Cultural Differences
While tossing a newborn off the side of a building or burying its placenta may sound wacky to us Westerners, these ancient traditions are the tenets of childbirth and parenting in other areas of the world. Learn about birth rituals far and wide, and thank your lucky stars that you don’t live in Vietnam, where new moms are trapped indoors for a month … with their mother-in-law!
Lotus Births
This practice, of keeping the placenta attached to the infant until it falls off naturally, originated in the East but has recently risen in Western home births. The idea behind the custom is that keeping baby and cord intact is what Mother Nature intended. However, leaving the placenta attached means increasing the risk of infection and carrying around a chunk of rotting flesh for up to a week.
Chinese Confinement
A Chinese tradition known as “zuo yue zi,” or “sitting out the month,” confines moms to the home for a 30- to 40-day period following birth. Practitioners believe that exposing the new mother to the elements will cause weakness, and in turn, sickness. In addition to avoiding the outdoors, moms must stay clear of open windows, air conditioners and fans, a feat that must be tough during summer months.
A Fall for Luck
For over half a millennium, a shrine in Maharashtra, India has practiced the rather daring tradition of tossing newborns off the side of a 50-foot-tall temple. Thought to bring good fortune and instill both courage and intelligence, congregation members catch the infants on a stretched-out sheet below.
Photo via The Telegraph
The Vietnamese Version
While many Vietnamese also follow the confinement custom, their tradition has an added element: The new mom’s mother-in-law moves into the home for a full month after the birth. In addition to helping her son keep house, the in-law is in charge of cooking medicinal stews and soups for the new mom. Every gal could use some help post-delivery, but a 24/7 mother-in-law sounds a tad overwhelming.
Cake on the Crown
In a popular Irish tradition that symbolizes the circle of life, new parents sprinkle a saved piece of their wedding cake on their newborn’s head at the christening. Whiskey fruitcake, believed to bring good luck in fertility, often heads the top tier of Irish wedding cakes for the purpose of this practice.
Burying the Afterbirth
Most African countries have some type of custom surrounding the placenta. In Nigeria and Ghana, parents treat the afterbirth like a dead twin of the new child, giving it full burial rites. The spot where the placenta is earthed—most often under a tree—is called “zan boko.”
Can’t Touch This
In Bali, tradition states that a baby’s feet cannot touch the ground for the first 105 days after the birth. Mothers, and often very close family members, must continuously hold the little one until the prescribed amount of time has passed. Talk about a creative way to work off the baby weight!
Moving Out
A few days before a baby is born in the Kalash valleys of Pakistan, the mother moves out of the home and into a ritualistic building with animal murals that contains a shrine to the goddess of birth. Only “unclean” women—those with their period—may enter the building to aid in the birth.
Keeping Warm
Mexican folklore holds that a woman’s womb loses heat during childbirth, a phenomenon that some believe causes the ovaries and genitals to soften and never return to their pre-baby state.
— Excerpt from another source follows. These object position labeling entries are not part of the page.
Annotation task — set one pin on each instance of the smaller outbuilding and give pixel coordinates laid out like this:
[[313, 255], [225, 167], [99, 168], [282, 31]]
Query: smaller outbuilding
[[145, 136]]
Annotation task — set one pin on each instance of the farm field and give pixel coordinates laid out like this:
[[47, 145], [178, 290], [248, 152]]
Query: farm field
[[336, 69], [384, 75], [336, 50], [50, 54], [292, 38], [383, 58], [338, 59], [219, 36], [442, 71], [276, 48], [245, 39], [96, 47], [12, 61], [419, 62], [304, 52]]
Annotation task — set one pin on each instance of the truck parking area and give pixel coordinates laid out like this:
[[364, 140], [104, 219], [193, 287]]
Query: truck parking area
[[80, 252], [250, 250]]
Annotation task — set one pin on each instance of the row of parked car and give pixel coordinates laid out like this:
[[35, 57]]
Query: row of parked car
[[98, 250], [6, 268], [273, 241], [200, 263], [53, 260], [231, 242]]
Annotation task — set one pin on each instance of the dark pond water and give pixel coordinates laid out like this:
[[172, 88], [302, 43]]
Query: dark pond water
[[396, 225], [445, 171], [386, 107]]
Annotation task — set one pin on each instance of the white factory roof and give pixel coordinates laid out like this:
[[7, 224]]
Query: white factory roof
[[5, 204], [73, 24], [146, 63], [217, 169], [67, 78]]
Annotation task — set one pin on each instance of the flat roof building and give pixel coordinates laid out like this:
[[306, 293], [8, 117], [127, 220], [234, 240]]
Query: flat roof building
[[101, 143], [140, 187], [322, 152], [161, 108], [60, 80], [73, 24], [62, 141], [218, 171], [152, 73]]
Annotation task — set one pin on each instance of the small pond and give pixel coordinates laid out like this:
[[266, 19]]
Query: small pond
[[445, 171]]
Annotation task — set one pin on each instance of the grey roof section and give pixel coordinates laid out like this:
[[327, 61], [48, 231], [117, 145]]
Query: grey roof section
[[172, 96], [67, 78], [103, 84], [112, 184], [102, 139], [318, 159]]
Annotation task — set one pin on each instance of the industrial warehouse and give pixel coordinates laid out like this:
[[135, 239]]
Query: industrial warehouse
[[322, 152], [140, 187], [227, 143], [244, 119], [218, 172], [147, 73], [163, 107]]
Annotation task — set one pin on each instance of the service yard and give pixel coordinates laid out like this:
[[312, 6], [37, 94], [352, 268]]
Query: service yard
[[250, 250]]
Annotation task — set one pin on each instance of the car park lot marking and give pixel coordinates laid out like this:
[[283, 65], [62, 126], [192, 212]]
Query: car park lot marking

As a preventive measure, some of the more traditional midwives place their body between the woman’s legs at the instant she’s giving birth to keep the heat in and bad omens out.
The Pernicious Placenta
Midwives in Guatemala do not cut the umbilical cord before the delivery of the placenta. According to lore, if the cord is severed, the placenta will rise to the mother’s throat and choke her. If the cord must be cut for the infant’s safety, the midwife ties the end still attached to the placenta to the mother’s leg with a strong piece of string. Sounds crazy, but we’ve confirmed that it’s totally true.